Following Jesus to Inglorious Places

And this brings us to our third and final question. How does knowing God change how we live in the world?

We begin to live as if we expect to meet God in inglorious places.

That’s one of the lessons learned by the Wise Men. It was not the star that took them to Herod’s palace. It was their own worldly lights that led them to a place of earthly power and glory. The star led them to a manger, an inglorious place like hundreds, thousands of others.

Once we have eyes to see and ears to hear, we know to seek Christ in our everyday routines and the ordinary people we meet. Christ inhabits the stables of our lives, because he knows that even what we imagine to be palaces have dust under the carpet and mice in the walls.

He embraces the poor, the outcast, the powerless, the sick, and the lonely.

He sits at the lunch table with the buck-toothed, the blemished, the awkward, the plain, and the unpopular.

Christ sits down to eat at the family supper table, with all its noisy chatter and spilled milk and petty squabbling.

You see, it’s not just that God shows us himself in Jesus.
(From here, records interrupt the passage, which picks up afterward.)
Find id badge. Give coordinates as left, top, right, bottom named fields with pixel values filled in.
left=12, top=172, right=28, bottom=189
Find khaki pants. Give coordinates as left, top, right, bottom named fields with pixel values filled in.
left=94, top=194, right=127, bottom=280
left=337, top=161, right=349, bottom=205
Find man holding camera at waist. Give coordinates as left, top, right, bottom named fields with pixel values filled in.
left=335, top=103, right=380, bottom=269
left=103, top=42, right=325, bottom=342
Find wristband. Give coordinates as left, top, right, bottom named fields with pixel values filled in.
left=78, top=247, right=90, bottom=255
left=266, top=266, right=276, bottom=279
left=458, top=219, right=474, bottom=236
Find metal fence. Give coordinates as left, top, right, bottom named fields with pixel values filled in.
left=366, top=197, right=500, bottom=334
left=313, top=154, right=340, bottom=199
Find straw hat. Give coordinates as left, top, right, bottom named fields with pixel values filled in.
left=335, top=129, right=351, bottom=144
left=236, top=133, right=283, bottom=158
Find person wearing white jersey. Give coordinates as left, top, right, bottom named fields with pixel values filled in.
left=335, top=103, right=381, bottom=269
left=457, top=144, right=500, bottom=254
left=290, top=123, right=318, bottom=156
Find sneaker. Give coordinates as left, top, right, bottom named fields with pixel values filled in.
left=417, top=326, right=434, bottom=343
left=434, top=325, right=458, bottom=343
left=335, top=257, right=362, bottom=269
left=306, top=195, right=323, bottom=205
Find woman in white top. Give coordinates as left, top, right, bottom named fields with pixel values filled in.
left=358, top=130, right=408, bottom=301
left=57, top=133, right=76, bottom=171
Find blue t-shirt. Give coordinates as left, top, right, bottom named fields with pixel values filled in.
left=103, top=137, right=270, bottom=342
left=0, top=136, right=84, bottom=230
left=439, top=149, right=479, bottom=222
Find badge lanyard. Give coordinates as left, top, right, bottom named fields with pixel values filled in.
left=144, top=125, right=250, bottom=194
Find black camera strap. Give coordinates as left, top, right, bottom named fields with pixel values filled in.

He knows us. From the inside out. He knows that, despite what we want the whole world to think, we are those ragged, vulnerable people on the inside.

So now that the truth is out, the pressure is off. We don’t have to present some glorious life to God, or to anyone else, to be significant, valuable, lovable. We are free to follow Jesus into all those inglorious places to bring the love that Christ has given us.